Porn Is The New Sex Trade

Few topics elicit the sort of vitriol you get when you dare attack pornography.

Like Gollum guarding his “Precious,” in J.R.R. Tolkien’s masterpiece, porn apologists cannot help but curse you as those “Bagginses” when you try to point out the incredible harm porn causes them personally and society in general.

The reasons for their passionate defense of such a hideous, exploitative, cancerous industry are varied, but chief among them is the fact that this is a multi-billion dollar racket.

“Globally, porn is a $97 billion industry, according to Kassia Wosick, assistant professor of sociology at New Mexico State University. Between $10 billion and $12 billion of that comes from the United States.”

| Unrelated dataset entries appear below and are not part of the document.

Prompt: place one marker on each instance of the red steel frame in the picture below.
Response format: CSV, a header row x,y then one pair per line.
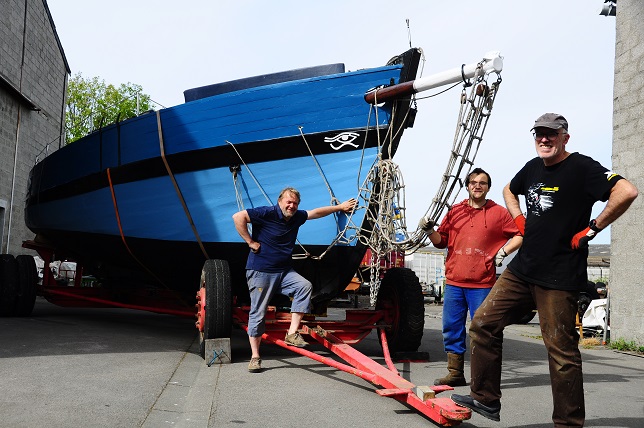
x,y
337,336
166,301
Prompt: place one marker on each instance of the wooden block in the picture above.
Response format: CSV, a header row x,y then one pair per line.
x,y
424,392
217,351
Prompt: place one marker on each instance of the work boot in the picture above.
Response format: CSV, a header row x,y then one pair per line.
x,y
490,412
455,363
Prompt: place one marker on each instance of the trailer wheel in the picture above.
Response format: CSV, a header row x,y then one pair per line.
x,y
27,282
401,297
214,303
8,285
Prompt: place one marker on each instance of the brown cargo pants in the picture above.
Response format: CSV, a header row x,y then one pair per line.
x,y
508,301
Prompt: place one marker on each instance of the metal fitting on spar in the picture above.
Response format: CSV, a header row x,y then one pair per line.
x,y
492,62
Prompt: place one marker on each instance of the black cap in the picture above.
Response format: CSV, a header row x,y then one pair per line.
x,y
552,121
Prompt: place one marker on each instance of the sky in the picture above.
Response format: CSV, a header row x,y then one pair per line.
x,y
558,57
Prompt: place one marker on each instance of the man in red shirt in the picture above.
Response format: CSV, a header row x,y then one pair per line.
x,y
478,235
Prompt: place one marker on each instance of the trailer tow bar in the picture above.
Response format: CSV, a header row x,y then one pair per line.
x,y
441,410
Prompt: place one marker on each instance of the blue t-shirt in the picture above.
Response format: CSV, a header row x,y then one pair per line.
x,y
276,236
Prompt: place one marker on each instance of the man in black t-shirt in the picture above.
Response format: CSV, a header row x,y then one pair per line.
x,y
560,189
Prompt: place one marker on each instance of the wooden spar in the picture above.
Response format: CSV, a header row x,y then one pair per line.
x,y
492,62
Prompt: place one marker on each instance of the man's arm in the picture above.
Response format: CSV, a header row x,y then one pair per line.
x,y
514,208
621,197
511,202
513,244
346,206
241,220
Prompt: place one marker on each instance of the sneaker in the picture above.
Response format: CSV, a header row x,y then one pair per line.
x,y
295,339
490,412
255,365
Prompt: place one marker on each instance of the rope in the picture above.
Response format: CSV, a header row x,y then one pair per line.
x,y
384,188
118,222
176,187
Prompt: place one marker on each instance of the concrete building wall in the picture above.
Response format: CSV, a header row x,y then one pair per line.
x,y
627,233
33,81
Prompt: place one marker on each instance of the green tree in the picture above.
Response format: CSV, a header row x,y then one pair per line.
x,y
91,104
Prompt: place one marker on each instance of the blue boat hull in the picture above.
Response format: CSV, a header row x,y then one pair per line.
x,y
148,200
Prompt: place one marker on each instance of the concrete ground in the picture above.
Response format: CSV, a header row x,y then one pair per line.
x,y
66,367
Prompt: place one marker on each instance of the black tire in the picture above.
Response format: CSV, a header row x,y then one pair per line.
x,y
401,297
8,285
215,280
27,284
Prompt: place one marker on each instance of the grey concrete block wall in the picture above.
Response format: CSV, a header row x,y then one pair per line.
x,y
33,64
627,236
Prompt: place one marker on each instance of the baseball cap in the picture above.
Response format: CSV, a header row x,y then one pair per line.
x,y
552,121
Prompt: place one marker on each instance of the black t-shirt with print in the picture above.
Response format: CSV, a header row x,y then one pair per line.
x,y
559,200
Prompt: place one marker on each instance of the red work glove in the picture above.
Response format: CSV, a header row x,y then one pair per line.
x,y
520,222
580,240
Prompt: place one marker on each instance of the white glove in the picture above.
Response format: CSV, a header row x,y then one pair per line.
x,y
500,255
426,225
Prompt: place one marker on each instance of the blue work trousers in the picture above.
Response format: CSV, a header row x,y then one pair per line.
x,y
456,302
263,286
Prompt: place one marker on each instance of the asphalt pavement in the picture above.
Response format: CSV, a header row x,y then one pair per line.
x,y
71,367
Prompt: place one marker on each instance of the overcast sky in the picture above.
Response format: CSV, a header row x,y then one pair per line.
x,y
558,57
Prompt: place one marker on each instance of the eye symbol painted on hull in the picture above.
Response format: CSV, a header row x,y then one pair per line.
x,y
343,139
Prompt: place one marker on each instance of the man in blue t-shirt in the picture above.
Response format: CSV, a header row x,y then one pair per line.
x,y
560,189
269,268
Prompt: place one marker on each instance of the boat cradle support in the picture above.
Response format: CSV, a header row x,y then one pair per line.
x,y
336,336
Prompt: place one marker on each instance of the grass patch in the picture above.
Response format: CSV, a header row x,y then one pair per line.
x,y
623,345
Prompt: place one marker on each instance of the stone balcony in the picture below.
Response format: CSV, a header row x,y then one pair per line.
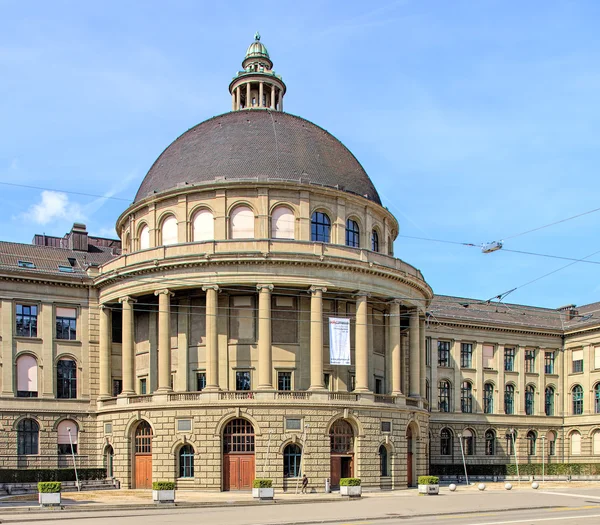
x,y
253,397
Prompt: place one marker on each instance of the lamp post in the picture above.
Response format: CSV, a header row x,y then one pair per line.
x,y
462,451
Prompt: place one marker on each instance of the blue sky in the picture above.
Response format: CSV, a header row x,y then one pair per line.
x,y
475,120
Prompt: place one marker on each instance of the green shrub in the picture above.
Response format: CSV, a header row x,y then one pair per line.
x,y
61,474
49,486
163,485
262,483
428,480
350,482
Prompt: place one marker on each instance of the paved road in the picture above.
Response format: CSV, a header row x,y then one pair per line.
x,y
549,507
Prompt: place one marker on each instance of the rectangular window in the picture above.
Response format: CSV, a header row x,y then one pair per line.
x,y
200,381
117,387
66,323
577,361
549,362
242,380
529,361
466,355
443,353
509,359
26,320
292,423
284,381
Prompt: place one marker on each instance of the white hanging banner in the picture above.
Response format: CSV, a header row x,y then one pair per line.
x,y
339,341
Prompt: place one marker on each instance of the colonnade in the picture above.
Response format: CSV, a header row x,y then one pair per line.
x,y
416,379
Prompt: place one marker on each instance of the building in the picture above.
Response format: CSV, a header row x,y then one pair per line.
x,y
196,348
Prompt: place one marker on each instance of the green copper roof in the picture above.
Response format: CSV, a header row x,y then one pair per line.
x,y
257,48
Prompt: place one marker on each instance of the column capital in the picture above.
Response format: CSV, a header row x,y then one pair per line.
x,y
164,291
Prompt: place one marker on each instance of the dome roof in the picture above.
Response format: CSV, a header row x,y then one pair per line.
x,y
257,145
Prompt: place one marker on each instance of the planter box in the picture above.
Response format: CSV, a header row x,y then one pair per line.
x,y
351,492
429,489
163,496
49,499
263,493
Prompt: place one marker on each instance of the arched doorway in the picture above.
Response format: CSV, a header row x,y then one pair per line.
x,y
143,456
341,438
238,455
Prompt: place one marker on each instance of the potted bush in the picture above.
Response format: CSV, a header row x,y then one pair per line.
x,y
49,493
263,489
350,487
429,485
163,491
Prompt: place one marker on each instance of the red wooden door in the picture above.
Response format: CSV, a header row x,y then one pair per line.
x,y
143,472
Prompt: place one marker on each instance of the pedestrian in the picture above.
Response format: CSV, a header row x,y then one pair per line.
x,y
304,484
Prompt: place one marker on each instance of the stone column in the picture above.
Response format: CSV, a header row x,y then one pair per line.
x,y
414,364
127,347
362,344
265,358
212,342
422,367
105,351
164,340
316,338
394,348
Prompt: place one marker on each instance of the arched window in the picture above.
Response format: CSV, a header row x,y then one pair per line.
x,y
66,379
446,442
384,468
531,440
509,399
186,461
169,231
28,433
511,439
529,400
320,227
596,443
488,398
577,394
204,226
466,397
341,437
468,440
575,443
444,396
490,442
352,234
242,223
238,436
144,238
283,223
64,440
292,455
549,401
375,241
26,376
551,437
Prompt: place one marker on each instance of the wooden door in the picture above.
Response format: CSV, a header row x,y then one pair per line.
x,y
238,471
336,471
143,472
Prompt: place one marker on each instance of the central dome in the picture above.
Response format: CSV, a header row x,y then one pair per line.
x,y
259,145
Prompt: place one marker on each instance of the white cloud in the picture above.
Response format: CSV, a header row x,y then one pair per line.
x,y
54,205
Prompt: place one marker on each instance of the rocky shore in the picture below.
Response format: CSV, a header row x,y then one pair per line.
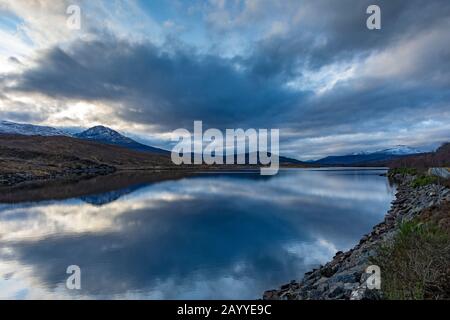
x,y
344,277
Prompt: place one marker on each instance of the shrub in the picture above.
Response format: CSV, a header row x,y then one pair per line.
x,y
423,181
416,265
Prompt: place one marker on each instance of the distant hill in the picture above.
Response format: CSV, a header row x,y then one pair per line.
x,y
439,158
364,158
24,158
107,135
8,127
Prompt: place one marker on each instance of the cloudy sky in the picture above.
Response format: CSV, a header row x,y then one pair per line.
x,y
310,68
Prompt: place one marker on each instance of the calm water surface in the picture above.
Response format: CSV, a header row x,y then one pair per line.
x,y
228,236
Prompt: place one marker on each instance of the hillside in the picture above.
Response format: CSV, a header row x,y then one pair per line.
x,y
25,158
439,158
109,136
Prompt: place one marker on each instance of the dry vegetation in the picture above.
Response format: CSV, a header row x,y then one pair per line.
x,y
416,264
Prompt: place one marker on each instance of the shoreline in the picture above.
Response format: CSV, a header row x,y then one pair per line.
x,y
344,277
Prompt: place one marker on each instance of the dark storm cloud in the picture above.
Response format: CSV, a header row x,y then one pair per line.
x,y
402,74
169,89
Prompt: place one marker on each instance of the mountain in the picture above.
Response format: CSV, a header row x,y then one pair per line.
x,y
365,157
109,136
26,158
399,150
438,158
8,127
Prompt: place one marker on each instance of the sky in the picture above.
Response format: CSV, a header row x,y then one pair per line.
x,y
310,68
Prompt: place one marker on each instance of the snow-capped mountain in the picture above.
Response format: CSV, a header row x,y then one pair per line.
x,y
365,157
8,127
399,150
107,135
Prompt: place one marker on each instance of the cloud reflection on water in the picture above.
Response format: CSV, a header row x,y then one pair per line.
x,y
225,236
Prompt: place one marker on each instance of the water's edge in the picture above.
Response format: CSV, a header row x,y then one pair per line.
x,y
344,277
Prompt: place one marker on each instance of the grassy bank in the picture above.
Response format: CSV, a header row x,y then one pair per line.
x,y
416,263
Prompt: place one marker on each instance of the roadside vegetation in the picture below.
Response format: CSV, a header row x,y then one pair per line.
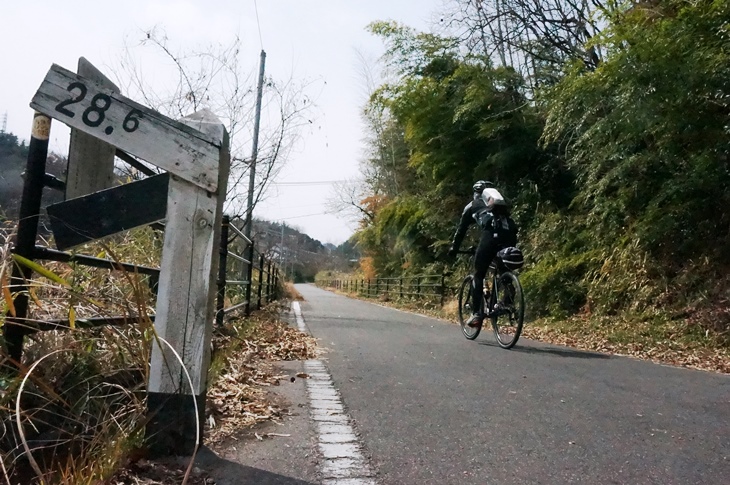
x,y
610,137
77,413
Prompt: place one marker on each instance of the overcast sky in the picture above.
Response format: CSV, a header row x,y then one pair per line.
x,y
316,40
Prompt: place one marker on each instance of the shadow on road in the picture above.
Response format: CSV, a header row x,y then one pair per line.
x,y
226,472
559,351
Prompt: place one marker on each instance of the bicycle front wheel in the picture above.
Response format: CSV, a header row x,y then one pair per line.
x,y
466,308
508,309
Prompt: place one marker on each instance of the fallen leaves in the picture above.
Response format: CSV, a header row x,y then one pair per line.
x,y
630,339
238,399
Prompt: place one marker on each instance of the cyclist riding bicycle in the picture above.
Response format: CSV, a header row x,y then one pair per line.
x,y
490,211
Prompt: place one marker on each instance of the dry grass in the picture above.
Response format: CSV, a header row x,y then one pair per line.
x,y
87,388
74,414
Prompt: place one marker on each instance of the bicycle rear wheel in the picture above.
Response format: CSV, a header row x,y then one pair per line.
x,y
507,307
466,308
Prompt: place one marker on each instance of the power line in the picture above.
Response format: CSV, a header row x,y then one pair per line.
x,y
314,182
305,215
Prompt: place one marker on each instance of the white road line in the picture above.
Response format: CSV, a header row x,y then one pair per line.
x,y
343,462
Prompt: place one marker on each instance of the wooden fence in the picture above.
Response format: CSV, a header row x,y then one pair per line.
x,y
233,264
193,155
430,287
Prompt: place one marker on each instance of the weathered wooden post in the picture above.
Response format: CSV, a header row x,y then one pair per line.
x,y
30,207
261,280
195,153
249,277
268,281
222,267
185,302
443,288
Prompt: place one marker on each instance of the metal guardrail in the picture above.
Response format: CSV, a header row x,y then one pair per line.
x,y
431,286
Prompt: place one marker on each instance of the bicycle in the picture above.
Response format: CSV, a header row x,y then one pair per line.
x,y
503,304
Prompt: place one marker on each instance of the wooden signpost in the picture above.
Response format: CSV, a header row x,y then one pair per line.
x,y
90,160
195,153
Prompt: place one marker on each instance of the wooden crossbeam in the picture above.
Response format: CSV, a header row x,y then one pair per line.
x,y
89,107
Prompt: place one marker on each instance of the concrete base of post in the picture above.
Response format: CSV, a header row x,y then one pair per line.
x,y
171,429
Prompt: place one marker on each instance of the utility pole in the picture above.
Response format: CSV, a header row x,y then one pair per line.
x,y
255,147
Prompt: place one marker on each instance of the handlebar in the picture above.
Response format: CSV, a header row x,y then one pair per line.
x,y
470,251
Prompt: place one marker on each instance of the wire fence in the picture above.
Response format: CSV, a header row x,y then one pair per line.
x,y
432,287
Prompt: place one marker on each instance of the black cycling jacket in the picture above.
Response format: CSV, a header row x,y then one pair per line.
x,y
477,211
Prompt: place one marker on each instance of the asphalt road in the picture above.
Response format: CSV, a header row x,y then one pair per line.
x,y
434,408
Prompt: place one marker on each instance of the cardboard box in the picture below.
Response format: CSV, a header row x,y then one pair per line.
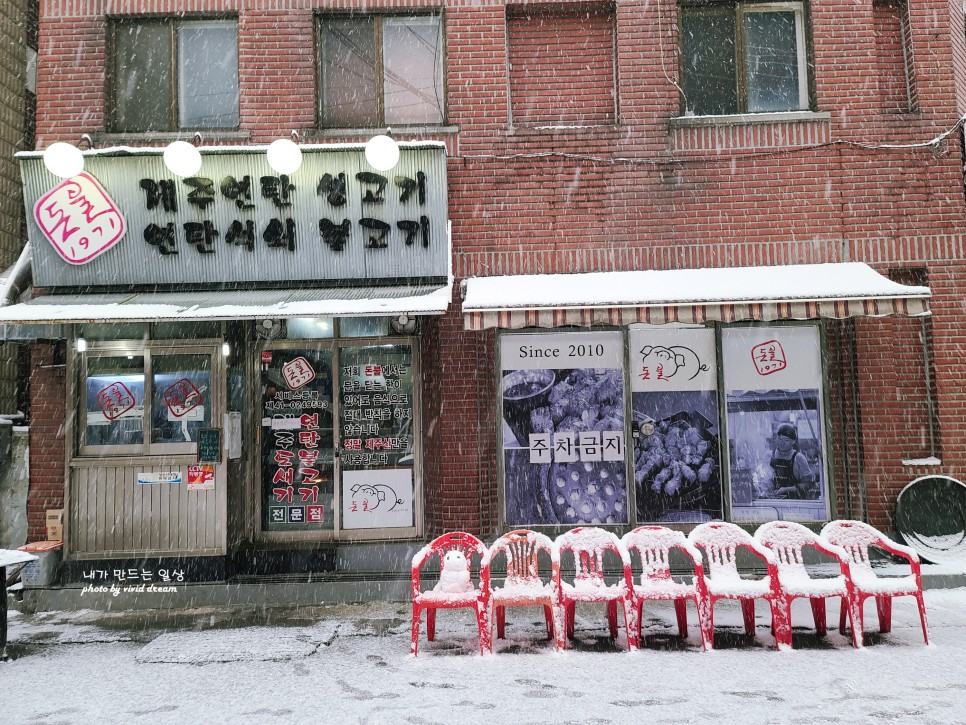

A lot of people at the top, usually — and not surprisingly — men, are making millions off of the exploitation of women. That is not to minimize that men are being exploited too, don’t get me wrong, but the core of the pornography business are women — young women to be more precise. The core of the clientele are men, though more and more women are lured to it everyday.

Did you know that, “porn sites get more visitors each month than Netflix, Amazon and Twitter combined”? Given the numerous harmful effects of pornography use, we must wake up and fight back against this leviathan.

It won’t be easy. The billions in resources allow this vile industry to spread its corrupting influence to the highest levels.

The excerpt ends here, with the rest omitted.